A cada dia, mais pessoas fogem de ­Rafah, desde que as Forças de Defesa de Israel ordenaram a evacuação dos bairros do leste, pouco antes de tomarem o cruzamento de fronteira com o Egito, a leste da cidade, na terça-feira 7. Segundo as FDI, foi uma “operação precisa e limitada” para impedir o contrabando pelo Hamas de armas ou dinheiro para Gaza.

Eram 280 mil palestinos em fuga, segundo estimativa de funcionários das Nações Unidas, com quase metade desse contingente saindo da cidade em 24 horas. O ataque da semana anterior parece ter sido apenas um prenúncio da grande ofensiva prometida por Israel, apesar dos repetidos apelos à contenção por parte da ONU, de agências humanitárias e de aliados próximos.

Benjamin Netanyahu, o primeiro-ministro israelense, rejeitou a pressão dos EUA para adiar um ataque em grande escala a Rafah, dizendo que o Hamas baseou lá a maioria de seus principais líderes e as forças remanescentes. Isso levou o governo de Joe Biden a interromper a entrega de 3,5 mil bombas.

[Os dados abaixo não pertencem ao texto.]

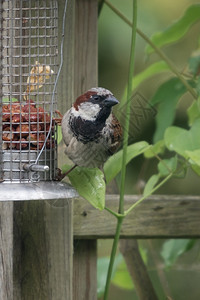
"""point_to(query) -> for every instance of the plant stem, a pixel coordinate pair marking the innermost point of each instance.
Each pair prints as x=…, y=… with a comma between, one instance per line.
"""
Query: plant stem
x=150, y=193
x=120, y=215
x=112, y=257
x=159, y=52
x=128, y=108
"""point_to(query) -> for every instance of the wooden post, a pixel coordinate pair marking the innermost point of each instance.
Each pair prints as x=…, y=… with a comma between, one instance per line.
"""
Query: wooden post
x=43, y=250
x=6, y=251
x=43, y=230
x=85, y=254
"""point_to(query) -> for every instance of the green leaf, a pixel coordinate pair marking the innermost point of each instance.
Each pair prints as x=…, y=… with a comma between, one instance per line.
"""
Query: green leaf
x=196, y=169
x=151, y=70
x=173, y=248
x=7, y=100
x=113, y=165
x=177, y=30
x=167, y=166
x=122, y=278
x=59, y=134
x=151, y=184
x=167, y=96
x=193, y=112
x=182, y=140
x=194, y=63
x=157, y=148
x=90, y=184
x=194, y=156
x=102, y=270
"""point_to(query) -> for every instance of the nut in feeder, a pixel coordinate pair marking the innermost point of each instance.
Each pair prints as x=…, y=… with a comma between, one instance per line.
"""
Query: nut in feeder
x=28, y=150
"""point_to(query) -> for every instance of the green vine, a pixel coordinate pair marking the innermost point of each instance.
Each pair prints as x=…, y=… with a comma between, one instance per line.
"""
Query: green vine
x=124, y=156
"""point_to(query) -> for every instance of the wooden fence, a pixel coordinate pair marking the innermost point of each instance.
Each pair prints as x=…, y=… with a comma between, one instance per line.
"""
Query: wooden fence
x=37, y=258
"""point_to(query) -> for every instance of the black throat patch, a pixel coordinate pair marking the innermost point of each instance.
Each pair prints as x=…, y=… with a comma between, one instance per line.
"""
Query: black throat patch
x=84, y=130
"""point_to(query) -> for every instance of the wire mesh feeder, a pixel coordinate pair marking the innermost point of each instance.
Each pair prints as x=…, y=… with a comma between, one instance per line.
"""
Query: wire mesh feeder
x=28, y=69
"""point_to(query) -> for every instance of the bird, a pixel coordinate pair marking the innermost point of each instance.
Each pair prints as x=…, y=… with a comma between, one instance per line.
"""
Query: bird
x=90, y=130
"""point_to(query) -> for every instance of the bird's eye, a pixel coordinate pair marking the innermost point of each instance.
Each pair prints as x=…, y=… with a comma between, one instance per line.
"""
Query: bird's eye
x=96, y=97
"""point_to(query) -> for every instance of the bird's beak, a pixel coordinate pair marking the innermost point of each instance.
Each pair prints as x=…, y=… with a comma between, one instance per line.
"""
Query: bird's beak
x=110, y=101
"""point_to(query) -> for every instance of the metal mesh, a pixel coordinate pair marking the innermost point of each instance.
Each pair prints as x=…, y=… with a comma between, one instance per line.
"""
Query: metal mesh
x=28, y=70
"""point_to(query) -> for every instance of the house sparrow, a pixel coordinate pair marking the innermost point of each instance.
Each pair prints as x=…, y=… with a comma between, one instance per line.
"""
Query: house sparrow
x=90, y=131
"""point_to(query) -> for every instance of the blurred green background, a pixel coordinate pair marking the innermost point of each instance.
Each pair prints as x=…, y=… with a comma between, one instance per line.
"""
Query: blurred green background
x=181, y=281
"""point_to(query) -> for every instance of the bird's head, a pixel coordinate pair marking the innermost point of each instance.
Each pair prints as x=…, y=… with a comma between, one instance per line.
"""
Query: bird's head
x=95, y=104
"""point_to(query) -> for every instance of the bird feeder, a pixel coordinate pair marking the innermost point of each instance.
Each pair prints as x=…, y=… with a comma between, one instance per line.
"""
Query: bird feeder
x=29, y=61
x=28, y=100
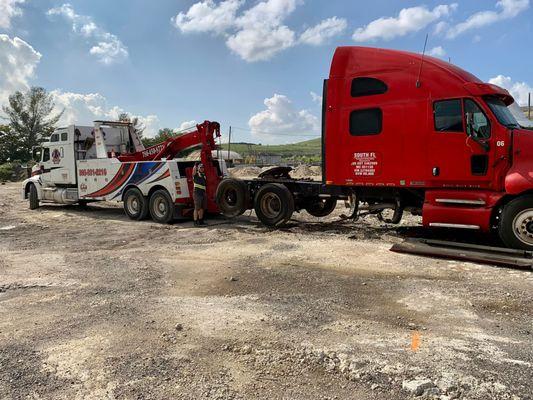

Na semana passada, Netanyahu disse que Israel “resistiria sozinho” e lutaria com “as unhas”, se necessário.

As FDI instruíram os moradores com panfletos e mensagens nas redes sociais a deixarem o centro de Rafah no sábado. Em um comunicado, Israel disse que suas­ forças “continuam a agir contra a organização terrorista Hamas, que utiliza os moradores de Gaza como escudos humanos para suas atividades terroristas e proteção da infraestrutura”.

Cerca de 1 milhão de palestinos deslocados de outras partes da Faixa de Gaza estão abrigados em Rafah há meses. Agora a cidade está se “esvaziando”, disseram funcionários da ONU ao Observer, prevendo uma evacuação em massa nos próximos dias.

“Estamos num estado de extrema tensão e ansiedade”, lamenta Dina Zayed, de 54 anos, que está em Rafah há seis meses, desde que fugiu do norte de Gaza, logo após o início da guerra. “Não sabemos o que vai acontecer conosco. Estamos indo em direção ao desconhecido. Todo mundo sente o mesmo. Os próximos dias serão difíceis.”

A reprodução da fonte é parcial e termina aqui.